Note that both transformations only affect the parameter stability test chosen (step~2), not the splitting
procedure (step~3).
% Note that with splittry = 0 (according to old version of mob) there is no
% split in dis
<<BostonHousing-tree>>=
bh_tree <- lmtree(medv ~ log(lstat) + I(rm^2) | zn + indus + chas + nox +
  age + dis + rad + tax + crim + b + ptratio, data = BostonHousing)
bh_tree
@
%
The corresponding visualization is shown in Figure~\ref{fig:BostonHousing}.
It shows partial scatter plots of the dependent variable against each of the regressors
in the terminal nodes. Each scatter plot also shows the fitted values, i.e., a projection
of the fitted hyperplane.

\setkeys{Gin}{width=\textwidth}
\begin{figure}[p!]
\centering
<<BostonHousing-plot,echo=FALSE,fig.height=8,fig.width=12,out.extra='width=18cm,keepaspectratio,angle=90'>>=
plot(bh_tree)
@
\caption{\label{fig:BostonHousing} Linear-regression-based tree for the Boston housing data.
The plots in the leaves give partial scatter plots for \code{rm} (upper panel) and 
\code{lstat} (lower panel).}
\end{figure}

From this visualization, it can be seen that in the nodes~4, 6, 7 and 8 the increase of
value with the number of rooms dominates the picture (upper panel) whereas in node~9 the
decrease with the lower status population percentage (lower panel) is more pronounced. 
Splits are performed in the variables \code{tax} (poperty-tax rate) and
\code{ptratio} (pupil-teacher ratio).

For summarizing the quality of the fit, we could compute the mean squared error, log-likelihood
or AIC:
%
<<BostonHousing-AIC>>=
mean(residuals(bh_tree)^2)
logLik(bh_tree)
AIC(bh_tree)
@

\subsection{Teaching ratings data}

\cite{Hamermesh+Parker:2005} investigate the
correlation of beauty and teaching evaluations for professors.
They provide data
on course evaluations, course characteristics, and professor
characteristics for 463 courses for the academic years 2000--2002 at the
University of Texas at Austin. It is of interest how the average teaching
evaluation per course (on a scale 1--5) depends on a standardized measure
of beauty (as assessed by a committee of six persons based on photos).
\cite{Hamermesh+Parker:2005} employ a linear regression, weighted
by the number of students per course and adjusting for several further
main effects: gender, whether or not the teacher is from a minority,
a native speaker, or has tenure, respectively, and whether the course
is taught in the upper or lower division. Additionally, the age of the
professors is available as a regressor but not considered by
\cite{Hamermesh+Parker:2005} because the corresponding main effect is
not found to be significant in either linear or quadratic form.
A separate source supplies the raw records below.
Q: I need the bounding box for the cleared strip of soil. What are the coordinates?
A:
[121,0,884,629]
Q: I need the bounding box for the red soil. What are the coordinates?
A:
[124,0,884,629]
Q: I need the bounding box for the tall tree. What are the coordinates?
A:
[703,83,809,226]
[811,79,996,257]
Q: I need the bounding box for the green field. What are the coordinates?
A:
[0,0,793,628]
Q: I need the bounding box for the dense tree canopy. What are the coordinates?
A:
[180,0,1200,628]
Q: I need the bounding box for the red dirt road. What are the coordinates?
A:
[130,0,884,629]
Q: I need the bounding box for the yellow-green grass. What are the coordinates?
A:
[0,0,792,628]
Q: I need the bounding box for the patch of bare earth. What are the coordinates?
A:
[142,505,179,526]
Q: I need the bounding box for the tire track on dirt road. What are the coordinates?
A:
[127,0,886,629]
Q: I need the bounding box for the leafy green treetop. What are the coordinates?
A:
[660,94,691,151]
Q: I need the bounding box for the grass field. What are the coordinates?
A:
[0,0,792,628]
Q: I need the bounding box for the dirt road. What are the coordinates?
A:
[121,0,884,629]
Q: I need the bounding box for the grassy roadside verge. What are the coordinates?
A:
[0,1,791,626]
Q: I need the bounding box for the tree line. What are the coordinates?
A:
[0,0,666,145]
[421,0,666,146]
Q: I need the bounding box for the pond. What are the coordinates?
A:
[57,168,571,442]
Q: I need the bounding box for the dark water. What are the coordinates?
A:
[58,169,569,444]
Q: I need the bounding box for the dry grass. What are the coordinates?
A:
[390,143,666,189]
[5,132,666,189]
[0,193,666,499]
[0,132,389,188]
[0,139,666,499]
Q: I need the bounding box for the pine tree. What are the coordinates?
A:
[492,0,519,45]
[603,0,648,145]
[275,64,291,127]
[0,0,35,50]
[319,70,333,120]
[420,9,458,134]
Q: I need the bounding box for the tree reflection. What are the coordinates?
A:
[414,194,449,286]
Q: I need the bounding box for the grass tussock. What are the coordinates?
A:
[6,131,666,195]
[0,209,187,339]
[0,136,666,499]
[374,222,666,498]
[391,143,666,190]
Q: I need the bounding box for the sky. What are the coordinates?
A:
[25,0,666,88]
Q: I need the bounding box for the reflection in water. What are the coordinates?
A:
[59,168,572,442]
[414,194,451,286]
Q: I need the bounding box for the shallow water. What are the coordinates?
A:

Here, we employ a similar model but use the available regressors differently.
The basic model is again a linear regression for teaching rating by
beauty, estimated by weighted least squares (WLS). All remaining explanatory
variables are \emph{not} used as regressors but as partitioning variables
because we argue that it is unclear how they influence the correlation
between teaching rating and beauty. Hence, MOB is used to adaptively
incorporate these further variables and determine potential interactions.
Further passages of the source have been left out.